If you're interested in a recursive solution like Dinesh mentioned, here's some code to get you started.
function withPeriods(str, prev) {
prev = prev || '';
if(!str || str.length == 0) {
return prev ? [prev] : [];
} else if(str.length == 1) {
return [prev + str];
} else {
var c = str.charAt(0);
var newStr = str.slice(1);
return withPeriods(newStr, prev+c).concat(withPeriods(newStr, prev+c+'.'));
}
}
The idea here is that you are working your way through the string, keeping the current result in the 'prev' variable. If the string is length 0 or 1, there's nothing left to do.
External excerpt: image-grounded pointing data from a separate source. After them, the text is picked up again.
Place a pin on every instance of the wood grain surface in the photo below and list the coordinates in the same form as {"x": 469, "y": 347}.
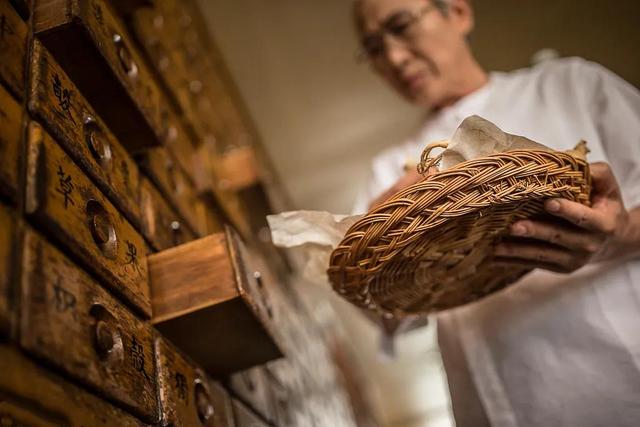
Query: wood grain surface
{"x": 13, "y": 48}
{"x": 56, "y": 101}
{"x": 70, "y": 320}
{"x": 11, "y": 130}
{"x": 63, "y": 201}
{"x": 33, "y": 396}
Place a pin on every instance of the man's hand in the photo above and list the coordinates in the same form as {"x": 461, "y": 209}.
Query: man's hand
{"x": 580, "y": 234}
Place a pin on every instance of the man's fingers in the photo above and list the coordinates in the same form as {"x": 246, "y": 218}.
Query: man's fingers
{"x": 515, "y": 262}
{"x": 603, "y": 180}
{"x": 562, "y": 235}
{"x": 539, "y": 255}
{"x": 406, "y": 180}
{"x": 580, "y": 215}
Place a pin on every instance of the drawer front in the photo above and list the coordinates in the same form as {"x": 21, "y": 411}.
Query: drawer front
{"x": 7, "y": 252}
{"x": 32, "y": 396}
{"x": 244, "y": 417}
{"x": 62, "y": 199}
{"x": 162, "y": 227}
{"x": 58, "y": 103}
{"x": 173, "y": 183}
{"x": 13, "y": 48}
{"x": 69, "y": 319}
{"x": 155, "y": 32}
{"x": 253, "y": 388}
{"x": 135, "y": 109}
{"x": 10, "y": 137}
{"x": 186, "y": 396}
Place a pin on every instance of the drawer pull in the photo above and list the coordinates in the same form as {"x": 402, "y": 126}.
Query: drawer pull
{"x": 97, "y": 143}
{"x": 107, "y": 337}
{"x": 102, "y": 229}
{"x": 126, "y": 61}
{"x": 263, "y": 297}
{"x": 204, "y": 407}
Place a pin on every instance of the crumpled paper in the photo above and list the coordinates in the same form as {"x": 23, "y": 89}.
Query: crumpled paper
{"x": 314, "y": 234}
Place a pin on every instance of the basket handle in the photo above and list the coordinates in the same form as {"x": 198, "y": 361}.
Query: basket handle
{"x": 427, "y": 162}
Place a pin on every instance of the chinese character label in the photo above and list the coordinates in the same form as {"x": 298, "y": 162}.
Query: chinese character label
{"x": 97, "y": 12}
{"x": 136, "y": 353}
{"x": 132, "y": 257}
{"x": 63, "y": 299}
{"x": 5, "y": 28}
{"x": 64, "y": 96}
{"x": 65, "y": 186}
{"x": 181, "y": 386}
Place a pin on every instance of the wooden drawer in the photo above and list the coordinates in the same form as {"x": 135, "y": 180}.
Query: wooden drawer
{"x": 238, "y": 168}
{"x": 10, "y": 136}
{"x": 13, "y": 48}
{"x": 32, "y": 396}
{"x": 187, "y": 397}
{"x": 173, "y": 183}
{"x": 210, "y": 186}
{"x": 93, "y": 46}
{"x": 162, "y": 227}
{"x": 244, "y": 417}
{"x": 7, "y": 261}
{"x": 64, "y": 201}
{"x": 70, "y": 320}
{"x": 253, "y": 388}
{"x": 58, "y": 103}
{"x": 155, "y": 33}
{"x": 160, "y": 33}
{"x": 207, "y": 282}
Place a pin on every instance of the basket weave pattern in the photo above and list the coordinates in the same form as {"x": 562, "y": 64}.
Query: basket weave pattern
{"x": 429, "y": 247}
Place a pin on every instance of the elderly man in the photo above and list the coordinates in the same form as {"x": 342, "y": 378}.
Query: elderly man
{"x": 561, "y": 347}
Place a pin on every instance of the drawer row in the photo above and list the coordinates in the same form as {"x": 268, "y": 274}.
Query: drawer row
{"x": 89, "y": 105}
{"x": 34, "y": 396}
{"x": 71, "y": 323}
{"x": 67, "y": 320}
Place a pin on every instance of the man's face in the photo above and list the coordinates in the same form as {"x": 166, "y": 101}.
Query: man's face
{"x": 421, "y": 52}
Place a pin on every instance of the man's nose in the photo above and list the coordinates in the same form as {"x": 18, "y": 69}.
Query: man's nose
{"x": 396, "y": 51}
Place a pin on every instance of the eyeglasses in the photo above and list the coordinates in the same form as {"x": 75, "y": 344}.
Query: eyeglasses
{"x": 401, "y": 25}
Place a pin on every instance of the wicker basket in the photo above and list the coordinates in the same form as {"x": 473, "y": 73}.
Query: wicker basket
{"x": 429, "y": 247}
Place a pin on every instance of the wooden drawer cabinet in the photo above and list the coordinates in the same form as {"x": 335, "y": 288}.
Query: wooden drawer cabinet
{"x": 208, "y": 282}
{"x": 70, "y": 320}
{"x": 32, "y": 396}
{"x": 64, "y": 201}
{"x": 93, "y": 46}
{"x": 187, "y": 397}
{"x": 244, "y": 417}
{"x": 58, "y": 103}
{"x": 7, "y": 261}
{"x": 13, "y": 48}
{"x": 162, "y": 227}
{"x": 10, "y": 136}
{"x": 162, "y": 168}
{"x": 161, "y": 35}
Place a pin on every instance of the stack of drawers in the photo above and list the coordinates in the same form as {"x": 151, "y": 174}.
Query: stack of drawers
{"x": 133, "y": 290}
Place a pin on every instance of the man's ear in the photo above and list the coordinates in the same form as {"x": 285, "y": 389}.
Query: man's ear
{"x": 461, "y": 14}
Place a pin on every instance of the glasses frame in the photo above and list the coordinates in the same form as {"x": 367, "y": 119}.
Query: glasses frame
{"x": 362, "y": 55}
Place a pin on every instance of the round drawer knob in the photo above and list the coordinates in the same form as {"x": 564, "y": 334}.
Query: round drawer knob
{"x": 204, "y": 407}
{"x": 107, "y": 339}
{"x": 97, "y": 143}
{"x": 126, "y": 61}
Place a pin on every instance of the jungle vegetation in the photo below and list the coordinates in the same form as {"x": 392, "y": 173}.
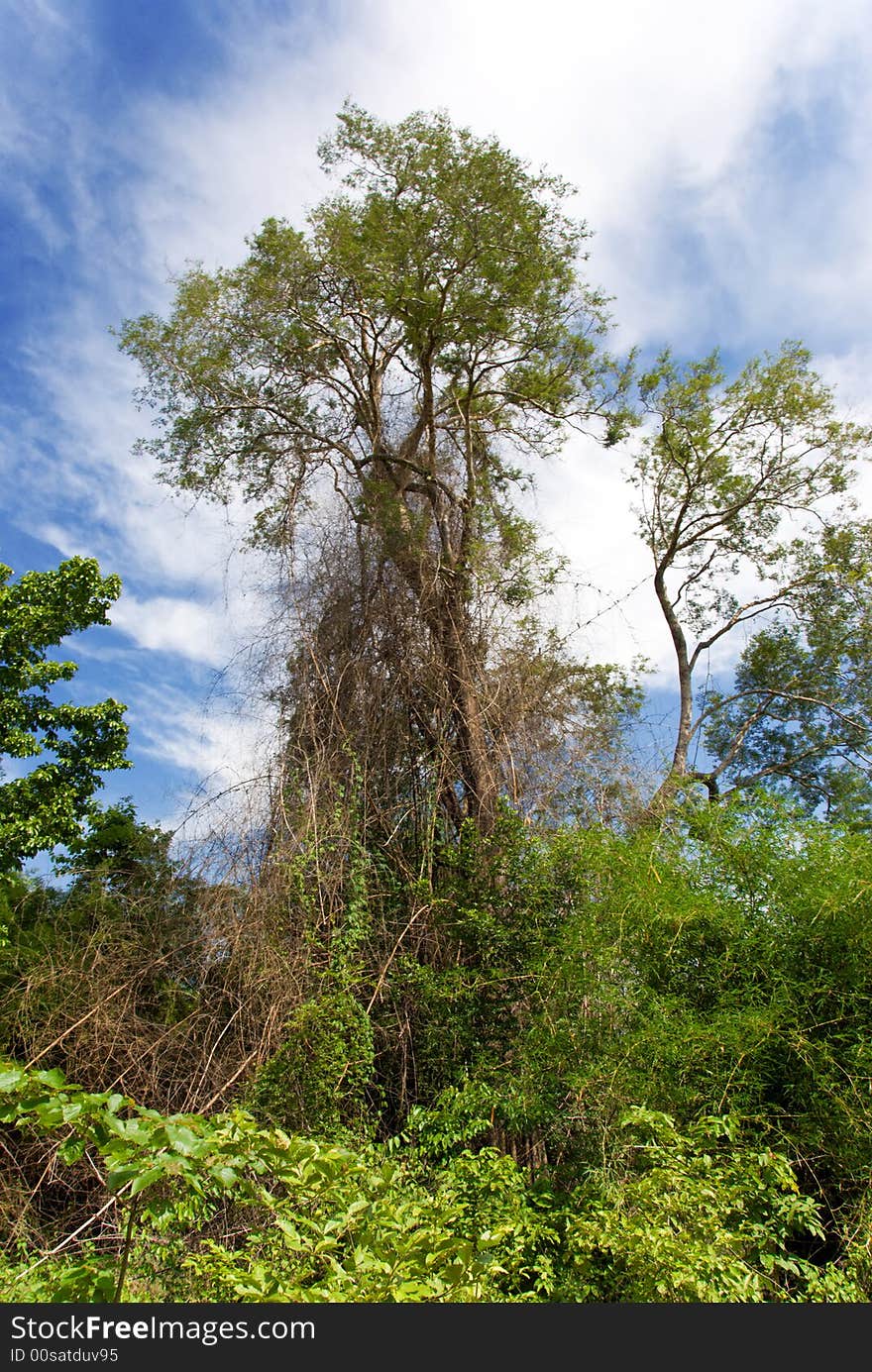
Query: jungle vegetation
{"x": 490, "y": 1014}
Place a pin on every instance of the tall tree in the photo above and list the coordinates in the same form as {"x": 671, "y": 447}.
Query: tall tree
{"x": 424, "y": 331}
{"x": 49, "y": 804}
{"x": 800, "y": 712}
{"x": 729, "y": 477}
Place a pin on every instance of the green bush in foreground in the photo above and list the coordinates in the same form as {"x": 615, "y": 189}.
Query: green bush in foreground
{"x": 220, "y": 1209}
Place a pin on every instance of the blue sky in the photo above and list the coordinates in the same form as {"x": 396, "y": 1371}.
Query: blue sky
{"x": 722, "y": 160}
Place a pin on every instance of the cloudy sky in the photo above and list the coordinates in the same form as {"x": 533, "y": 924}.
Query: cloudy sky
{"x": 721, "y": 157}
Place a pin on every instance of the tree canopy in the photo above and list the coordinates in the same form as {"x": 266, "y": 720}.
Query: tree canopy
{"x": 406, "y": 352}
{"x": 49, "y": 802}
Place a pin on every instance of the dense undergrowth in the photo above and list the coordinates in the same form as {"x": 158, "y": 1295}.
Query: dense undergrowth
{"x": 559, "y": 1066}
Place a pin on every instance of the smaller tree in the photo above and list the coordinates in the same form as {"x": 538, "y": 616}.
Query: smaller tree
{"x": 732, "y": 477}
{"x": 800, "y": 713}
{"x": 47, "y": 804}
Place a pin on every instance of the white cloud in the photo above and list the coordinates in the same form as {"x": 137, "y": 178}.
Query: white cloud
{"x": 664, "y": 116}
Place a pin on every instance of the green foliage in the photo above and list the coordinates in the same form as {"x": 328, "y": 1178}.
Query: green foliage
{"x": 721, "y": 963}
{"x": 320, "y": 1222}
{"x": 701, "y": 1217}
{"x": 316, "y": 1082}
{"x": 801, "y": 704}
{"x": 47, "y": 805}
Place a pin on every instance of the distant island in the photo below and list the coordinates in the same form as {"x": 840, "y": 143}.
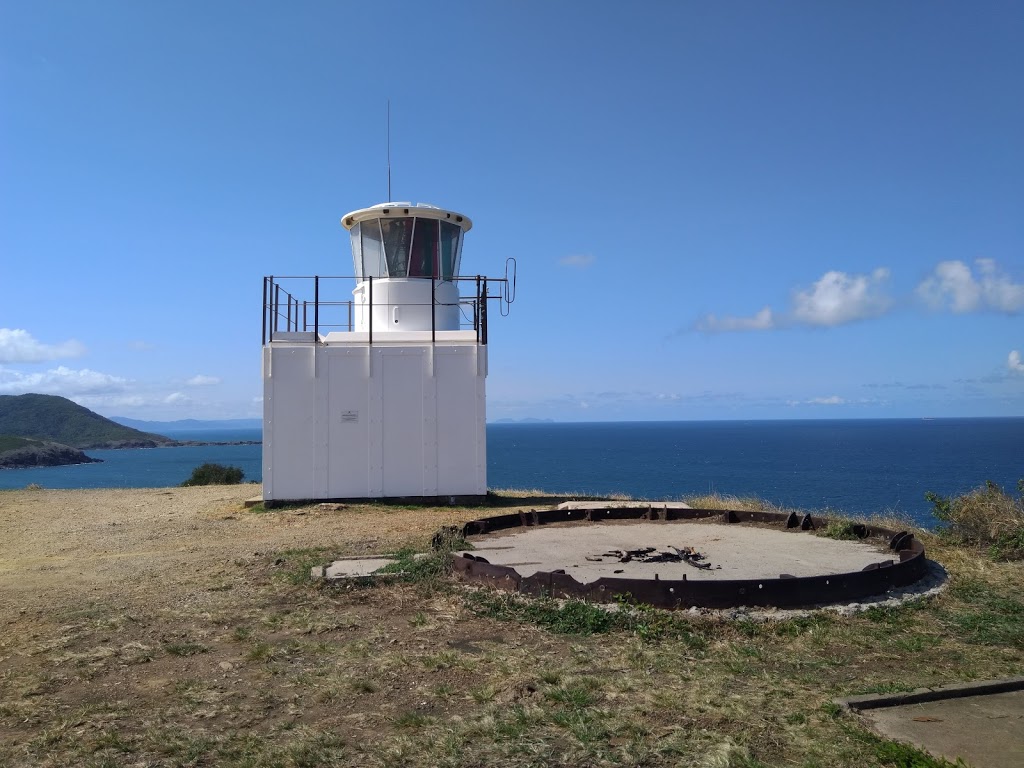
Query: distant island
{"x": 44, "y": 430}
{"x": 19, "y": 453}
{"x": 188, "y": 425}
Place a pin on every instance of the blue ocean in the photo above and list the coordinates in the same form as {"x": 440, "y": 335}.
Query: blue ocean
{"x": 854, "y": 466}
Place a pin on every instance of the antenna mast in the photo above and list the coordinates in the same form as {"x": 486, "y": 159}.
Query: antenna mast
{"x": 389, "y": 151}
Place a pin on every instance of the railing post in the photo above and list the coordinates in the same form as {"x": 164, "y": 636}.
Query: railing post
{"x": 476, "y": 310}
{"x": 276, "y": 308}
{"x": 483, "y": 313}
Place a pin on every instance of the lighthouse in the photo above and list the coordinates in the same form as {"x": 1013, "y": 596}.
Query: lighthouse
{"x": 378, "y": 391}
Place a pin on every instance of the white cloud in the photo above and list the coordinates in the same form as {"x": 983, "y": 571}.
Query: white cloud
{"x": 836, "y": 299}
{"x": 1014, "y": 361}
{"x": 763, "y": 321}
{"x": 953, "y": 286}
{"x": 578, "y": 260}
{"x": 17, "y": 345}
{"x": 840, "y": 298}
{"x": 60, "y": 380}
{"x": 830, "y": 400}
{"x": 833, "y": 400}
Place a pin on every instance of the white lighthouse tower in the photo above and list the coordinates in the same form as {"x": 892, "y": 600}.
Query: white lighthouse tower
{"x": 380, "y": 393}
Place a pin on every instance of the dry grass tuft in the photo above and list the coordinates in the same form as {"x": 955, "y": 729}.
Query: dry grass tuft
{"x": 724, "y": 501}
{"x": 988, "y": 518}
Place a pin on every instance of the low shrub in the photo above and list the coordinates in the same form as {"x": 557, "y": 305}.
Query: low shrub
{"x": 987, "y": 517}
{"x": 214, "y": 474}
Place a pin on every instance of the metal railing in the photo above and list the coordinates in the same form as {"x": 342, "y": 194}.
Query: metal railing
{"x": 311, "y": 303}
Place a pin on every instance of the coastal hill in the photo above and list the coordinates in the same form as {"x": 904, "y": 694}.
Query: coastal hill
{"x": 16, "y": 453}
{"x": 53, "y": 419}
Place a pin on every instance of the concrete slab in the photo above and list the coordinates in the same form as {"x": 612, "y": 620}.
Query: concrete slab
{"x": 732, "y": 551}
{"x": 619, "y": 505}
{"x": 350, "y": 567}
{"x": 985, "y": 729}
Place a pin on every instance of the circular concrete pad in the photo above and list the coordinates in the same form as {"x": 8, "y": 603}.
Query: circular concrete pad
{"x": 734, "y": 552}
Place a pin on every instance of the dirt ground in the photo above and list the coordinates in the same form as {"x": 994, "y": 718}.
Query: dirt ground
{"x": 134, "y": 547}
{"x": 173, "y": 627}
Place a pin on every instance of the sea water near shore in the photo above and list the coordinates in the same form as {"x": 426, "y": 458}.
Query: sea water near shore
{"x": 854, "y": 466}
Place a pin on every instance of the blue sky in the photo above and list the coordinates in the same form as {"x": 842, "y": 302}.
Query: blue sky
{"x": 738, "y": 210}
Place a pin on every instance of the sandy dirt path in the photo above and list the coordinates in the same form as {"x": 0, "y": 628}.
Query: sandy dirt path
{"x": 60, "y": 547}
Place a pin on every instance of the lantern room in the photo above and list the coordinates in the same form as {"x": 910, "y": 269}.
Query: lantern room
{"x": 406, "y": 258}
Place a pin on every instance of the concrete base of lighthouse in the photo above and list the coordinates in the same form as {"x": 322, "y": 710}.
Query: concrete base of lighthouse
{"x": 401, "y": 418}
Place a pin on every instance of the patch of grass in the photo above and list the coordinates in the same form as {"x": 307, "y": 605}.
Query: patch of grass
{"x": 573, "y": 696}
{"x": 364, "y": 686}
{"x": 425, "y": 568}
{"x": 987, "y": 518}
{"x": 841, "y": 529}
{"x": 747, "y": 504}
{"x": 411, "y": 719}
{"x": 985, "y": 614}
{"x": 294, "y": 565}
{"x": 898, "y": 754}
{"x": 214, "y": 474}
{"x": 260, "y": 652}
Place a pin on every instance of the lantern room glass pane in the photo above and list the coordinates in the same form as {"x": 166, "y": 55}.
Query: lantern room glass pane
{"x": 373, "y": 249}
{"x": 424, "y": 258}
{"x": 397, "y": 233}
{"x": 451, "y": 235}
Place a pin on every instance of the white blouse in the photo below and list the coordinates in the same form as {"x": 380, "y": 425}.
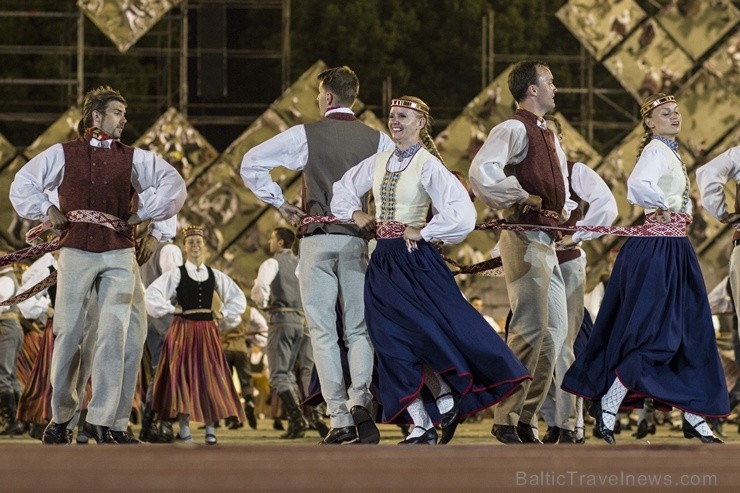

Otherwise, you need consider two options: one where you take a character from 'str' and add it to 'prev', and one where you do that but also add a '.'
If you think about it, you need to either insert a dot, or not insert one, at every possible location in the string (between any two characters). A funky way to do this is to realize that if you have n characters, there are n-1 places. If you wrote the combinations of period = 1 and no period = 0, then you can write all possible solutions as a 2^n-1 binary sequence. Showing this for a four letter word "word":
000 word
001 wor.d
010 wo.rd
011 wo.r.d
100 w.ord
101 w.or.d
110 w.o.rd
111 w.o.r.d
In pseudo code (can't test JS syntax right now):
n = strlen( email );
combinations = 1 << n - 1; // left shift operation
for i = 0 to combinations - 1:
dot = 1
for j = 0 to n:
print email[j];
if dot & i:
print '.'
dot << 1;
Can you take it from here?
You might take a recursive approach to this problem. Maybe you can use the base case as a string with 2 characters.